I’m afraid to say, things have taken a turn for the worse. I do not think I shall be able to make it through alone. Just traversing the house is an issue! My knee is terrible, worse than it has been in years!
Ruby, I’m asking for your help. I need you, my grand daughter. I can’t reach your mum, otherwise I’d not ask for you to do this, but… I just don’t think I can last the season out if I’m to fend for myself. Rubes, please. If you ever felt anything for your grandmother at all, please come. I need you. I am sorry to imposeon you like this, I really am.
If you would be so kind, please bring some provisions. The television said snow was heading in. It’s going to be a cold, treacherous winter. Please do take care when driving here, you know what the roads can be like at this time of year. I wouldn’t want anything to happen to you before you arrived.

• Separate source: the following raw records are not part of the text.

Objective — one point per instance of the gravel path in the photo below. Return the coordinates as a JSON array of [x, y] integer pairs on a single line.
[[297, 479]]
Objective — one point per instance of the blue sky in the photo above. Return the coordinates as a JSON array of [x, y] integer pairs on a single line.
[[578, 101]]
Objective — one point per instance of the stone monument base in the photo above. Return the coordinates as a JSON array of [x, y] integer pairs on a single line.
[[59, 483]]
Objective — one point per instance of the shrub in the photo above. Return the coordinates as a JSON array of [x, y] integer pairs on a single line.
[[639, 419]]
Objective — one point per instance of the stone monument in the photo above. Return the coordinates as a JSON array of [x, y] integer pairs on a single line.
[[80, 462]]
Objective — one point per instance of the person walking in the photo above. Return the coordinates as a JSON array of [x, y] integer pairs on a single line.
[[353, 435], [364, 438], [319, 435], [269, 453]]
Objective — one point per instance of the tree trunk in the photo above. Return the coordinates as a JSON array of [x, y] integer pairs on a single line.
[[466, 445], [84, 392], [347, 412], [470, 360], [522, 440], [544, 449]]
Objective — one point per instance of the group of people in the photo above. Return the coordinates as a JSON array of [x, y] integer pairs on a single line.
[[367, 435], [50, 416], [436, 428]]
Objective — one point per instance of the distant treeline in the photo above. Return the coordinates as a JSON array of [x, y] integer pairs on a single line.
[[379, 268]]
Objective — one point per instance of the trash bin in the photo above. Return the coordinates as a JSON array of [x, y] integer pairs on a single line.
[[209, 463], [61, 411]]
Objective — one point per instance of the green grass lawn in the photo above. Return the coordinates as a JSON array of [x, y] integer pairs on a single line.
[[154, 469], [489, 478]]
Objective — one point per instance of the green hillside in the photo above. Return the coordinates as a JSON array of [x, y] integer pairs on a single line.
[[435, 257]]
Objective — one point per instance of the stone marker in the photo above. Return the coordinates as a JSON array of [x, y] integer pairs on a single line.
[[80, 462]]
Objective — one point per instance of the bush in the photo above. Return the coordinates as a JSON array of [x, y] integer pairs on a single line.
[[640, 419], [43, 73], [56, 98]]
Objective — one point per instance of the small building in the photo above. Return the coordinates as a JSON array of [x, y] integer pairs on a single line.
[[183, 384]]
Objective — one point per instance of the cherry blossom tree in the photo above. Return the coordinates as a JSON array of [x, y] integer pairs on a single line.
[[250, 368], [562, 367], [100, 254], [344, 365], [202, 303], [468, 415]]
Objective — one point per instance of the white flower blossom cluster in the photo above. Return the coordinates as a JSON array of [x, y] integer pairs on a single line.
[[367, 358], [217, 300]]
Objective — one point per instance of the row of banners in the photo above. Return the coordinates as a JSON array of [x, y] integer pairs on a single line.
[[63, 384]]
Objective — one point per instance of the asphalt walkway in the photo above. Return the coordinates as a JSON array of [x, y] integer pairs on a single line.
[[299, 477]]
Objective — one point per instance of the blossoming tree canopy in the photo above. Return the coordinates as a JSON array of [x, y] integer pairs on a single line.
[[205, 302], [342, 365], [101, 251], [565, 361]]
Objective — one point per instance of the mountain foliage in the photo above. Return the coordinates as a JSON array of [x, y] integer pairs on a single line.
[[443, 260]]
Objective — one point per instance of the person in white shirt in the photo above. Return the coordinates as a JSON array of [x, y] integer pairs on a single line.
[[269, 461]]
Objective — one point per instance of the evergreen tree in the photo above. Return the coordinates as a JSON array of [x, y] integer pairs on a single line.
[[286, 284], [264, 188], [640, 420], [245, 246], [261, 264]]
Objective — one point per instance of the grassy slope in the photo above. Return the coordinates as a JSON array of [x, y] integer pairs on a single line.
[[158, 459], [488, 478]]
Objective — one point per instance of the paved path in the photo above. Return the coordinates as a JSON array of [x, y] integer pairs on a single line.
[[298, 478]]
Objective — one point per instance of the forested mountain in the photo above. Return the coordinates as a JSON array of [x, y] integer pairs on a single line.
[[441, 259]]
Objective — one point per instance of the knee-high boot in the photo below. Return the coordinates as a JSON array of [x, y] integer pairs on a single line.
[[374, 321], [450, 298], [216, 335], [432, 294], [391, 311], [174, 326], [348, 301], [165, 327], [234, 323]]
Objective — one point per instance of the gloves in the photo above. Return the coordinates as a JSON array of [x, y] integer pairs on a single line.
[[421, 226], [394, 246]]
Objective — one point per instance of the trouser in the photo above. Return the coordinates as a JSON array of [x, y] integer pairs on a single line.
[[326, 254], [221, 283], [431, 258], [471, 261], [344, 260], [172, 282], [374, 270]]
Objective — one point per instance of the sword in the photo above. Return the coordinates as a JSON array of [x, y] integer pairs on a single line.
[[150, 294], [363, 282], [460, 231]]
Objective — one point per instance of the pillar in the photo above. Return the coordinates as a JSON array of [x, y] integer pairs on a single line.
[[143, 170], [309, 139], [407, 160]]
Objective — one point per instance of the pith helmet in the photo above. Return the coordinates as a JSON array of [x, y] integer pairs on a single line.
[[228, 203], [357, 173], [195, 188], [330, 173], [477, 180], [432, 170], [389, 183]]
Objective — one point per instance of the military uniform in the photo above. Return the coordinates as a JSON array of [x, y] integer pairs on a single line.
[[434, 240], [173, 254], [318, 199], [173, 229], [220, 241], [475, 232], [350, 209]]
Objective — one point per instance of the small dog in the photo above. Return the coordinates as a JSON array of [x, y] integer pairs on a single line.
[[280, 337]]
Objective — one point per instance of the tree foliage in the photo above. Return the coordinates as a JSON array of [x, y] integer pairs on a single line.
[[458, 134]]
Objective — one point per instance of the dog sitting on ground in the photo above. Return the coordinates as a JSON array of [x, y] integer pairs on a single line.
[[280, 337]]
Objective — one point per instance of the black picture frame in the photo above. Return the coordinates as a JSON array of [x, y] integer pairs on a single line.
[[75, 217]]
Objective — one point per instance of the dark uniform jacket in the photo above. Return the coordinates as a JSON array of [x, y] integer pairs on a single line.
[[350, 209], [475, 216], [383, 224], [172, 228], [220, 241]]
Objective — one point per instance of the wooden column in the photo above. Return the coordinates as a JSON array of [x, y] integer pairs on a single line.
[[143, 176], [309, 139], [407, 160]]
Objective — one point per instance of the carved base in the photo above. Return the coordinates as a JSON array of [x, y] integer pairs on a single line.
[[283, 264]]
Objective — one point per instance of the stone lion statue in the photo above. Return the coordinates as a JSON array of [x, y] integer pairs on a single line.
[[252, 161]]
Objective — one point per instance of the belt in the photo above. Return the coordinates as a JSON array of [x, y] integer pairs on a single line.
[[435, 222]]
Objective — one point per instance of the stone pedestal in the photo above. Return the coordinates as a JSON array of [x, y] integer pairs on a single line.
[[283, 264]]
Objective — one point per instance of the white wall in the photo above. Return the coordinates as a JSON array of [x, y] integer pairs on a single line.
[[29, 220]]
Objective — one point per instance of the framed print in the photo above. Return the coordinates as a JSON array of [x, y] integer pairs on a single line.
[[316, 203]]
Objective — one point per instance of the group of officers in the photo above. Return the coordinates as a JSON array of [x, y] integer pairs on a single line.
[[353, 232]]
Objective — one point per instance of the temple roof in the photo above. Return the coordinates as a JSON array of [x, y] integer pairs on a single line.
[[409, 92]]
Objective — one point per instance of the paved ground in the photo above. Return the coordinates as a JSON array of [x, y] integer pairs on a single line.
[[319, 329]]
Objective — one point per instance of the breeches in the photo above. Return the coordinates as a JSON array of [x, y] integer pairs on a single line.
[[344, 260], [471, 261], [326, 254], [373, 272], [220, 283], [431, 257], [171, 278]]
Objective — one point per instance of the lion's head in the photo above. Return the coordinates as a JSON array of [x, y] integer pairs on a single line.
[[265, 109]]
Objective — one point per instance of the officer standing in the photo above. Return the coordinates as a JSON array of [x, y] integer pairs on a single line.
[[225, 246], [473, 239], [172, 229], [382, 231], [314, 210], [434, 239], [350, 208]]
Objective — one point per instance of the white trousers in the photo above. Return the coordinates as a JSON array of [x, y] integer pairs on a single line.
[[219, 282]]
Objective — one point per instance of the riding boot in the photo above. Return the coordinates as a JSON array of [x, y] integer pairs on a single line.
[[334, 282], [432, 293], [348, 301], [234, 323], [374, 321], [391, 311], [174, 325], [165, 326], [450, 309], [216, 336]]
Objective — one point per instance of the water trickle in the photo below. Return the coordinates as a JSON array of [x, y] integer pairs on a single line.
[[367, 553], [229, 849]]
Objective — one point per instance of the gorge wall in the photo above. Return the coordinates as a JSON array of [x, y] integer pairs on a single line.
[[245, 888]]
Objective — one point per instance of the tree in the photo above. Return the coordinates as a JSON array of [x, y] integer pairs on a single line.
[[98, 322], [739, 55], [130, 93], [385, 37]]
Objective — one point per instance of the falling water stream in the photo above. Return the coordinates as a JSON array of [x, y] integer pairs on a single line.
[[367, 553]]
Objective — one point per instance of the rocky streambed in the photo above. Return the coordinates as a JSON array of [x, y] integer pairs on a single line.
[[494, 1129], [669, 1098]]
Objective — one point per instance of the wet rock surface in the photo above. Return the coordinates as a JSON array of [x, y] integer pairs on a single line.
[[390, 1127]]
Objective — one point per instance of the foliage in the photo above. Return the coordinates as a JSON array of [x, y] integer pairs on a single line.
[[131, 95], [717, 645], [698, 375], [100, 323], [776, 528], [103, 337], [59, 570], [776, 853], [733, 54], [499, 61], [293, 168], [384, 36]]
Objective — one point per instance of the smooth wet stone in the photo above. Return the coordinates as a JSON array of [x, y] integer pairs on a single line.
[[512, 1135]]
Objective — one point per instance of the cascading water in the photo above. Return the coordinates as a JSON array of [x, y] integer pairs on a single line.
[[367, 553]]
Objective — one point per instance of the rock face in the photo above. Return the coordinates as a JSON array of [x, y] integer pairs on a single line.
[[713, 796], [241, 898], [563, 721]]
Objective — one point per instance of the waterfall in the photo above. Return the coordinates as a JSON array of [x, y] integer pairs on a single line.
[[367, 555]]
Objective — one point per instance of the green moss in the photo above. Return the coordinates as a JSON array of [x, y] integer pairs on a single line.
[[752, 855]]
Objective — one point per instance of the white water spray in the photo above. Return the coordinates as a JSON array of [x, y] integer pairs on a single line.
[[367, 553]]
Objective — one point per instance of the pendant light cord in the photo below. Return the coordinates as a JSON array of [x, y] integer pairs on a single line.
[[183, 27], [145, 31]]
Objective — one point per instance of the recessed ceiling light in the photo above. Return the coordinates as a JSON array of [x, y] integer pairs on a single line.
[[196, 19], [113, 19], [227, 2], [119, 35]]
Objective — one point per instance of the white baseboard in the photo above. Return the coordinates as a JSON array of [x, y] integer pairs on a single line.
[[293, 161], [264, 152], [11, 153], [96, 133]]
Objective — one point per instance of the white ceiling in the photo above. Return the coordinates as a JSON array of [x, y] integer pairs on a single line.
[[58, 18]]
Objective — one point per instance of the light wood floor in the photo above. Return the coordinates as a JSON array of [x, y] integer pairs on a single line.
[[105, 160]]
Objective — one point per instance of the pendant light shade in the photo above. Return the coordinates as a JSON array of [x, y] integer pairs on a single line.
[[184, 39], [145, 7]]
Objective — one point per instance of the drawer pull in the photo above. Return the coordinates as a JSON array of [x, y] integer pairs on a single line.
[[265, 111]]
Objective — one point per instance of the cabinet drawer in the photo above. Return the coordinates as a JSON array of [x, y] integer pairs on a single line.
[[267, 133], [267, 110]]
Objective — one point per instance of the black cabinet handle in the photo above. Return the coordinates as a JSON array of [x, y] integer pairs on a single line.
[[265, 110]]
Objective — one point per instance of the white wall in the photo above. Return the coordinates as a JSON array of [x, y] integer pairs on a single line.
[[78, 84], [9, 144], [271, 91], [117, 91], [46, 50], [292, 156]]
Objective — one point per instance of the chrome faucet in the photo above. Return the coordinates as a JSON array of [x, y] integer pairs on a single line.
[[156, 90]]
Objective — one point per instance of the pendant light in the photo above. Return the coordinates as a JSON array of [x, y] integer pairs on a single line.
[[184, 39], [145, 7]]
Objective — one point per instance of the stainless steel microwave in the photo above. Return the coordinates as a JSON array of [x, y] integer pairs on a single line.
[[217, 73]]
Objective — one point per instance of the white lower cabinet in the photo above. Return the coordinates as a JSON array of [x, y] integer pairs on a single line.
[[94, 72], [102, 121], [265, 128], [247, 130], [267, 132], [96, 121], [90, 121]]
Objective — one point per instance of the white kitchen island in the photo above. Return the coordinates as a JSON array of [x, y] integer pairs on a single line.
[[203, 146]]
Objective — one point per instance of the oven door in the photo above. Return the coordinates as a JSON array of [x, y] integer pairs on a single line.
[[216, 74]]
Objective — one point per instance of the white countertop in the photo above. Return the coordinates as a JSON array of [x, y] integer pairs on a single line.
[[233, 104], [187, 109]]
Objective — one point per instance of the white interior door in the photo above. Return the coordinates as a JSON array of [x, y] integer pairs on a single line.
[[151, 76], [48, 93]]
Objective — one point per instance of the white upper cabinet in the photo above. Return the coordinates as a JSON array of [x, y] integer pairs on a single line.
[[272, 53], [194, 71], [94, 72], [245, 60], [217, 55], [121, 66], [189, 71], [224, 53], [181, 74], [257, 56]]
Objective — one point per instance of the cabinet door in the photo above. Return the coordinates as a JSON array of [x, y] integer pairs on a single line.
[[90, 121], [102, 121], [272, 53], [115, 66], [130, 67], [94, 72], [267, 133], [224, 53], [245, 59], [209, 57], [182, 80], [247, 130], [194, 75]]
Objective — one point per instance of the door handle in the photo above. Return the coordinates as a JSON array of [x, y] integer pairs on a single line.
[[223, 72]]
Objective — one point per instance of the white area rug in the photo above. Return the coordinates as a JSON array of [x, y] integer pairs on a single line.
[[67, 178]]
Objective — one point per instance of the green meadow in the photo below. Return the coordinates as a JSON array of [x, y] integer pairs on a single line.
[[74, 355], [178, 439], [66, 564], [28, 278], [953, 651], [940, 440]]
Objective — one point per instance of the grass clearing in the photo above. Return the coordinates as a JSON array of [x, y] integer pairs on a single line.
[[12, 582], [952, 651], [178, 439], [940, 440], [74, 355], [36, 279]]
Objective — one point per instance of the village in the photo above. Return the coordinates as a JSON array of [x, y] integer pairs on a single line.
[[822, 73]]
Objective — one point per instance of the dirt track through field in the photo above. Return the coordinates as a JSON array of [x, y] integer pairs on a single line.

I thank you in advance, Ruby. I know that you will do the right thing, despite our differences in the past.
The boy from the village greengrocer’s has just been, so I won’t see anyone for a few days. I’ll be here all alone. I hope to see you soon… maybe tonight? I can only hope. The boy brought me some food, some lovely fresh bread and a delightful home-baked cake. I shall save that, Ruby, for when you arrive.
It’ll be all the better to eat with you, my dear.